Norrsken22 secures $205m to back high-growth startups in Africa
Norrsken22, a pan-African venture capital firm, has successfully concluded its inaugural fund, exceeding its initial target by raising a total of $205 million. This achievement underscores the strong interest from institutional investors in supporting African startups during a crucial phase of their development.
Established by a team of five individuals with extensive experience in venture capital and private equity, Norrsken22 comprises founding partners Niklas Adalberth and Hans Otterling, as well as managing partner Natalie Kolbe, and general partners Ngetha Waithaka and Lexi Novitske. This venture capital firm, in operation for nearly two years, has established operational teams in Nigeria, South Africa, Kenya, and Ghana.

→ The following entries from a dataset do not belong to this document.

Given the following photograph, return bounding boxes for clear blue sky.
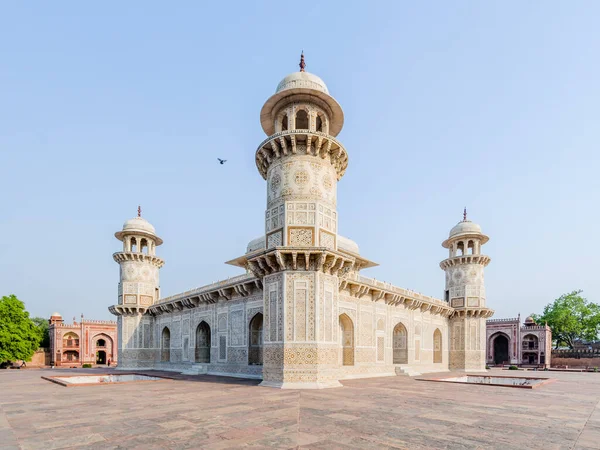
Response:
[0,1,600,320]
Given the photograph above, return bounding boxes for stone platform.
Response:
[0,369,600,450]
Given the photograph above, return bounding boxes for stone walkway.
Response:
[0,369,600,450]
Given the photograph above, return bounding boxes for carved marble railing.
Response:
[81,319,117,325]
[148,274,262,314]
[256,130,348,181]
[487,317,519,323]
[339,275,455,317]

The fund, known as the Norrsken22 African Tech Growth Fund, was launched in January of the previous year and reached its first close at $110 million. Notably, approximately 59% of the funding was secured from a consortium of 30 unicorn founders worldwide, which included notable figures such as Olugbenga Agboola, CEO of Flutterwave, Niklas Zennström, co-founder of Skype, Jacob de Geer, co-founder of Zettle, and Niklas Östberg, co-founder of Delivery Hero.
The timing of this news is especially opportune, as venture capital inflow into Africa has seen a decline over the past year. This development comes as a welcome boost, particularly for startups in the growth and expansion phase. The challenge of insufficient late-stage investments remains prevalent in the venture capital landscape, despite recent improvements. This shortfall sometimes forces startups to exit prematurely due to the looming threat of running out of funding. Although venture capital firms have made efforts to introduce late-stage capital into the ecosystem, there is still substantial room for more investments. In 2022, investors deployed $1.1 billion across 16 late-stage deals, marking a 6% decrease in volume and a 51% decrease in value, as per AVCA data. Typically, international funds take the lead in most large deals in Africa, while local investors primarily focus on pre-seed to Series A rounds with smaller to medium-sized funds. Larger Africa-focused funds like Norrsken22 aim to bridge the gap between growth and late-stage investments. Approximately 50% of Norrsken's capital will be allocated to building its portfolio with Series A and B companies, with the remaining portion reserved for follow-on investments, primarily in the B and C rounds.